The three single-session studies illustrate a point made in an article that was released on the web last week about the Congressional meetings around Energy Psychology that I had mentioned in my previous e-mail.  The article states:  “The Congressman [Dan Lungren, R-CA] responded by relating stories from his own family that were highly pertinent to the discussion, but he then posed one of the key dilemmas for Energy Psychology’s acceptance.  ‘It sounds too simple!  Too good to be true!’   He let us know he would like to believe there is a simple cure for PTSD, but he would need a lot more convincing.  The ensuing discussion was brief, frank, and to the point, starting with our agreement that the field does indeed face this odd credibility problem that its methods are so fast and effective that people don’t find the personal accounts or even the existing research to be plausible.”

This “credibility problem” may be one of the key factors in the profession’s continued reluctance to accept Energy Psychology despite the mounting accumulation of credible research.

I have shared our previous correspondence with a colleague who is familiar with APA CE procedures and asked what might be a plausible response on your part, given your concern that it would be outside your presidential authority to overturn the ruling on ACEP.   The reply:

If Dr. Goodheart agrees, as you have amply demonstrated, that Energy Psychology courses meet the published Standards and Criteria for appropriate CE course content for psychologists, it would be fully within the scope of her role as APA President to present her assessment of the situation to the head of the Education Directorate, Dr. Cynthia Belar, and to request that Dr. Belar consider a memo to all APA CE providers, sent under the same authority as the 1999 memo.  That memo would convey something along these lines:

In 1999, APA CE sponsors were informed by the Director of Sponsor Approval Programs that an approach known as Thought Field Therapy (TFT) is not considered an appropriate area of coursework for psychology CEs.  Since 1999, enough research has accumulated showing efficacy for stimulating acupuncture points during brief psychological exposure (the core procedure used in TFT and related approaches, collectively known as “Energy Psychology”) that the 1999 directive applies only to TFT as it was practiced in 1999. APA CE sponsors offering courses in Energy Psychology may, however, still be called upon, at their regularly scheduled renewal reviews, to justify their choices according to the APA’s “Standards and Criteria for Approval of Sponsors of Continuing Education for Psychologists.” 

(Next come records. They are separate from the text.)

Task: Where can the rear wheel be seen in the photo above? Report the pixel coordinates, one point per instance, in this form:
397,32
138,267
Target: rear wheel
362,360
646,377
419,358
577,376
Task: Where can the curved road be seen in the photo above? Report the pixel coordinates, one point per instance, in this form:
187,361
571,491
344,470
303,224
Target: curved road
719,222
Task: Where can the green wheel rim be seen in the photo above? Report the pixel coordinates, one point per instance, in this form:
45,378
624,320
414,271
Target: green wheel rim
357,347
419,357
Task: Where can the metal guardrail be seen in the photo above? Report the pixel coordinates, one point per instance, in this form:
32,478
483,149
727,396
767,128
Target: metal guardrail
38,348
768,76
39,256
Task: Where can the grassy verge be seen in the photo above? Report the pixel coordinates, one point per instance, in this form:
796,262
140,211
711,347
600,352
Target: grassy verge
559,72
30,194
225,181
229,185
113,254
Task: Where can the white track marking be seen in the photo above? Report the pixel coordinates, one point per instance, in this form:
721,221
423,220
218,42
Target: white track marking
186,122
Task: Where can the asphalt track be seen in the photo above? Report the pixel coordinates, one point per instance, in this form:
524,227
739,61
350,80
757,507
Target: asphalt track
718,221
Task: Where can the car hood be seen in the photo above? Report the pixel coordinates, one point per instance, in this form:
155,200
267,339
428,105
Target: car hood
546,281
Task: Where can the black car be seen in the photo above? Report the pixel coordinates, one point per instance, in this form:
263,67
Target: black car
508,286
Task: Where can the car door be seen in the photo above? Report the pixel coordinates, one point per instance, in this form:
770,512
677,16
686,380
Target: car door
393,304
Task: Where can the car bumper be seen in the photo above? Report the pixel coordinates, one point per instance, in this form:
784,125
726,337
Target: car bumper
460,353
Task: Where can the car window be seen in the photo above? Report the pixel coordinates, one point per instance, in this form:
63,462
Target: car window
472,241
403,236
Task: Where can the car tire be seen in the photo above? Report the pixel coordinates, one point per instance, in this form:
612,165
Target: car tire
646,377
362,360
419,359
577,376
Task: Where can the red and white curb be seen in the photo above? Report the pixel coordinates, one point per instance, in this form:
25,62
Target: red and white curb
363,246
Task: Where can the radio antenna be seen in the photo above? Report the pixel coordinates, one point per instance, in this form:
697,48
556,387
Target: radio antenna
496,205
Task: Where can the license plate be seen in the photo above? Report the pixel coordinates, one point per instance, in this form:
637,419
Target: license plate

Dr. Goodheart, this simple action would from our point of view bring closure to the situation. We hope you will carefully consider it or another way of remedying the situation.

Sincerely,
David Gruder

David Gruder, Ph.D.
Mental Health Coordinator
Energy Medicine Institute
dgruder@energymed.org
www.energymed.org

Dr. Goodheart’s Final Reply, April 7, 2010:

Dear Dr. Gruder, 

The current Standards and Criteria for Approval of Sponsors of Continuing Education for Psychologists supercedes any previous standards documents or communications.  While I can appreciate your unhappiness with the decision, the bottom-line is the Committee found that the content for continuing education proposed to be offered by the Association for Comprehensive Energy Psychology did not meet the Standards and Criteria for Approval of Sponsors of Continuing Education for Psychologists.  Thus I cannot make a statement that suggests otherwise.